The Data Analysis Process
Step 1: Collect or Choose Data
Gather the data needed for analysis.
Step 2: Clean/Filter
Remove errors or inconsistencies from the data. Focus on relevant data for analysis.
Step 3: Visualize and Find Patterns
Use graphs/charts to observe data for patterns.
Step 4: Generate New Information
Produce results based on observations.
Data Vs. Metadata
Data: Information collected for analysis.
Metadata: Data about data including:
Time of data collection
Type of data
Location of data collection
Method of collection
Collector of the data
Types of Visualizations
Bar Charts:
Can be vertical or horizontal.
Shows frequency analysis; taller/longer bars indicate more frequent values.
Insights from Bar Charts:
Identify most and least common values, range, and presence of values.
Pie Charts:
Represents percentages of unique values in a dataset.
Insights from Pie Charts:
Identify highest/lowest percentages and compare values.
Histograms:
Displays frequency of values within ranges.
Read similarly to bar charts.
Insights from Histograms:
Identify most and least common ranges.
Scatterplots:
Compares two data columns to find relationships.
Types of relationships: direct, inverse, or none.
Insights from Scatterplots:
Identify relationships and trends; make predictions.
Correlation Vs. Causation
Correlation: Indicates similarities and apparent patterns between data sets.
Causation: Implies one event causes another.
Important to remember: CORRELATION DOES NOT EQUAL CAUSATION.
Examples of Correlation with No Causation:
Divorce rate in Maine correlates with per capita margarine consumption; correlation does not imply one causes the other.
Big Data:
Collection Method: Data is gathered through data mining and web scraping.
Problems Solved:
Efficiency in business, disease identification in healthcare, crime prevention, supply chain management, real-time data analysis.
Open Data:
Collection Method: Freely available data with minimal restrictions; sourced from open data repositories.
Problems Solved:
Promotes public oversight, aids in tracking public health risks and environmental hazards.
Crowdsourced Data:
Collection Method: Data collected by ordinary people for decision-making.
Problems Solved:
Similar to big data; focuses on public health and climate action predictions.
Machine Learning:
Involves algorithms that analyze data and adapt.

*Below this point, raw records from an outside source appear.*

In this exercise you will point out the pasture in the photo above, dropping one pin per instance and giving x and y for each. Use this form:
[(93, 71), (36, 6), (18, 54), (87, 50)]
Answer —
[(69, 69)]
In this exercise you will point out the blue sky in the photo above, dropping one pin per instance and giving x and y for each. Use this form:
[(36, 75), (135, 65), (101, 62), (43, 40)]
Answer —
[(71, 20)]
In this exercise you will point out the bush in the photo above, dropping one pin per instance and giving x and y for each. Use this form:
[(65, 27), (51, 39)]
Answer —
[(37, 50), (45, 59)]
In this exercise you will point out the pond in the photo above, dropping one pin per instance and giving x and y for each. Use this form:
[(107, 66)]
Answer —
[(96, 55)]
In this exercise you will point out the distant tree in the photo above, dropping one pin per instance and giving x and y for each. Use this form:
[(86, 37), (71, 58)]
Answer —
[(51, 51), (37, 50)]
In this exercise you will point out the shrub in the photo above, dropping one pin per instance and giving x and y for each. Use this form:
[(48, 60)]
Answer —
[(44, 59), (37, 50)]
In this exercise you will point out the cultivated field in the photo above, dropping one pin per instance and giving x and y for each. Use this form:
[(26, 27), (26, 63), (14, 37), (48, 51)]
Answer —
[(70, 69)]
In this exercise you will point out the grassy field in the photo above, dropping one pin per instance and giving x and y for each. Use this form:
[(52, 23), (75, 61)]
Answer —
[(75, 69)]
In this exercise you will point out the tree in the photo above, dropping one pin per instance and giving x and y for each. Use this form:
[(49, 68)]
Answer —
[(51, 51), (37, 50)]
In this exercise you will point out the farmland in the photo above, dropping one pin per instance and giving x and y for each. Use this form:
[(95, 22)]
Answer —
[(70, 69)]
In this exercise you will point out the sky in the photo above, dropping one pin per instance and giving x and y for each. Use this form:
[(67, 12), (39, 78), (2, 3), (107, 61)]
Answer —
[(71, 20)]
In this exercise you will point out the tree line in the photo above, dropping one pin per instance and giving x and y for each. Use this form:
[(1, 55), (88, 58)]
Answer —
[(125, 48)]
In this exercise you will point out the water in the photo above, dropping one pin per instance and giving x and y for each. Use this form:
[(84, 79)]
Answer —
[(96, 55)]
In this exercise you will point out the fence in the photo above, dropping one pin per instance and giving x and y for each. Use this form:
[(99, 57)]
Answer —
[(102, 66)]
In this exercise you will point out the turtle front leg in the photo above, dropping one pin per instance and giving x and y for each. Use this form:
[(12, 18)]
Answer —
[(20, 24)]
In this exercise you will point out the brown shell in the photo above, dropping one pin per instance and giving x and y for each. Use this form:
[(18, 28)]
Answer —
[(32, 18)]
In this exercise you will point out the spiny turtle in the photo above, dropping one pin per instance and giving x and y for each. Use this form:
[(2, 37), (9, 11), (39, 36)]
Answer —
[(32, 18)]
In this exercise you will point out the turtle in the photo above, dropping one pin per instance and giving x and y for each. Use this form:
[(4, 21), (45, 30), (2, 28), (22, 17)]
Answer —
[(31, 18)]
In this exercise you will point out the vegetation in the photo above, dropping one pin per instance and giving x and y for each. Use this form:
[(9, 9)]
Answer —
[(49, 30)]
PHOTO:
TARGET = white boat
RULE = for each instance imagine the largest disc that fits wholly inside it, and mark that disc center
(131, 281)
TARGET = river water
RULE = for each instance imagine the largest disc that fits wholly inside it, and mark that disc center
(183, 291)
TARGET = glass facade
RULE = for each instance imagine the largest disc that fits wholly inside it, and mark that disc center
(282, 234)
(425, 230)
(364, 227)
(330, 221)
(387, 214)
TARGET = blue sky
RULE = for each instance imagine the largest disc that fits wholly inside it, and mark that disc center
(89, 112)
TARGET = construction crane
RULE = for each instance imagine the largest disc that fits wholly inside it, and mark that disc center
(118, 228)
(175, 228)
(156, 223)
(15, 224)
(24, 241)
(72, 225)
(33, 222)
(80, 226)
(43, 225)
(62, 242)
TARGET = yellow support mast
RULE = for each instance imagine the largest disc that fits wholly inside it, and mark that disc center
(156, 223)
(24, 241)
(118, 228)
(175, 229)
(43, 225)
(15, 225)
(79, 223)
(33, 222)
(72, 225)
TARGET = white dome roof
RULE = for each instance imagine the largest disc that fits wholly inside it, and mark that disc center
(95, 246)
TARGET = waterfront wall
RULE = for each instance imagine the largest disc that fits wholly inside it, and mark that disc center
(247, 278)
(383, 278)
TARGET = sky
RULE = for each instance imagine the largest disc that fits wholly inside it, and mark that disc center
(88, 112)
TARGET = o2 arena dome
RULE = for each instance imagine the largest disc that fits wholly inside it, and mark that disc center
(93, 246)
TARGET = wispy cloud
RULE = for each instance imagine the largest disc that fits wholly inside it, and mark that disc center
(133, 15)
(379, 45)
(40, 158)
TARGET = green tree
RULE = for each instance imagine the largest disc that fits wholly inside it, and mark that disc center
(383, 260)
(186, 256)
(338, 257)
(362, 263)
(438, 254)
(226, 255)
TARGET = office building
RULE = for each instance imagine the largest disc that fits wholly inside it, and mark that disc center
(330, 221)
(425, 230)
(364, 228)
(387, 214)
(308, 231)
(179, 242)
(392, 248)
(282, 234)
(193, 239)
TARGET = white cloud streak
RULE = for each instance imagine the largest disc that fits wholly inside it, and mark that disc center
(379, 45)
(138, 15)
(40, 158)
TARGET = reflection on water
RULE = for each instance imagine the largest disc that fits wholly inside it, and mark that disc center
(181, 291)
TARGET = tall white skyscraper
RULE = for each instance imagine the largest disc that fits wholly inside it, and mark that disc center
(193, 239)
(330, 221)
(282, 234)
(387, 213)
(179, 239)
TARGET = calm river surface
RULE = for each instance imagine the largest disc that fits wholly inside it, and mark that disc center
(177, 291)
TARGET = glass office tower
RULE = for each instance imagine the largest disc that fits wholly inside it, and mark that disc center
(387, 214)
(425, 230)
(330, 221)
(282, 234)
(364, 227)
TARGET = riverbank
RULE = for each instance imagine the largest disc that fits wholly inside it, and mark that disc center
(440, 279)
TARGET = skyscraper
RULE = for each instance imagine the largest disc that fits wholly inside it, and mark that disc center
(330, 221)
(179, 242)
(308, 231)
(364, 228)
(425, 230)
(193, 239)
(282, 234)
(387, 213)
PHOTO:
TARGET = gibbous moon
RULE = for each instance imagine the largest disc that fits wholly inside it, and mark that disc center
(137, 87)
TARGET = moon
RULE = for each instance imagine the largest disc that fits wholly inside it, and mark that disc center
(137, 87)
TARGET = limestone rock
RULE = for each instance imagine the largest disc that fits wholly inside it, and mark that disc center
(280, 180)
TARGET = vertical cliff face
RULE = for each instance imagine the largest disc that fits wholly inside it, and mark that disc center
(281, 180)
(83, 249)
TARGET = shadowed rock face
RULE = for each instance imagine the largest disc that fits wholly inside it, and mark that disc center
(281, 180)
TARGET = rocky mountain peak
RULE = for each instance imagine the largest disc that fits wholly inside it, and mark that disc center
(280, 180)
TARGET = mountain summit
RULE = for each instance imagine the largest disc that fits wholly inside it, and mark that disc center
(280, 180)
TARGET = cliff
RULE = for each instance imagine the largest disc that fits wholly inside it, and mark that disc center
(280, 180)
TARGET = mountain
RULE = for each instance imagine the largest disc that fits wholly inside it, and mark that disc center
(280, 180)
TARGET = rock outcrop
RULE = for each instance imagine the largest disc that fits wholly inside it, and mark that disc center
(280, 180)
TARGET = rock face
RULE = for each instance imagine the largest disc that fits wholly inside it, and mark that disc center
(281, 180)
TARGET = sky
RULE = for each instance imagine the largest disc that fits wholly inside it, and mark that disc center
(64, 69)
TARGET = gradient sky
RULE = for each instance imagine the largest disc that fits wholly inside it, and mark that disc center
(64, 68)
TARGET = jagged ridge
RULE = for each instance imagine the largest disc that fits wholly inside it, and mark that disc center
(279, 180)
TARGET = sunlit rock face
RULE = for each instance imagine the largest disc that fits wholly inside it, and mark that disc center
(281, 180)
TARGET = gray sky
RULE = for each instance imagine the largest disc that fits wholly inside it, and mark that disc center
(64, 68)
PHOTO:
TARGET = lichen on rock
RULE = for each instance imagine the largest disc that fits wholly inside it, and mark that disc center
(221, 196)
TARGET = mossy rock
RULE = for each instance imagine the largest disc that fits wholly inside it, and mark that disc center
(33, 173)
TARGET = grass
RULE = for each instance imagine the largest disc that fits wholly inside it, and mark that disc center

Used in daily tasks and AI.
Limitations and Bias:
Algorithms may reflect human biases if the input data is not diverse.
Bias can occur when certain demographic data is overrepresented in training datasets.
Example of Bias:
Twitter’s cropping algorithm favored certain demographics due to biased training data.
Ways to Mitigate Bias:
Diversify training data by including underrepresented groups.
Definition:
A simulation models real-world situations/events. Useful for hypothesis testing when real experimentation is impractical or risky.
Usage:
Simulations help abstract complex processes and provide insights that cannot be easily realized in real life.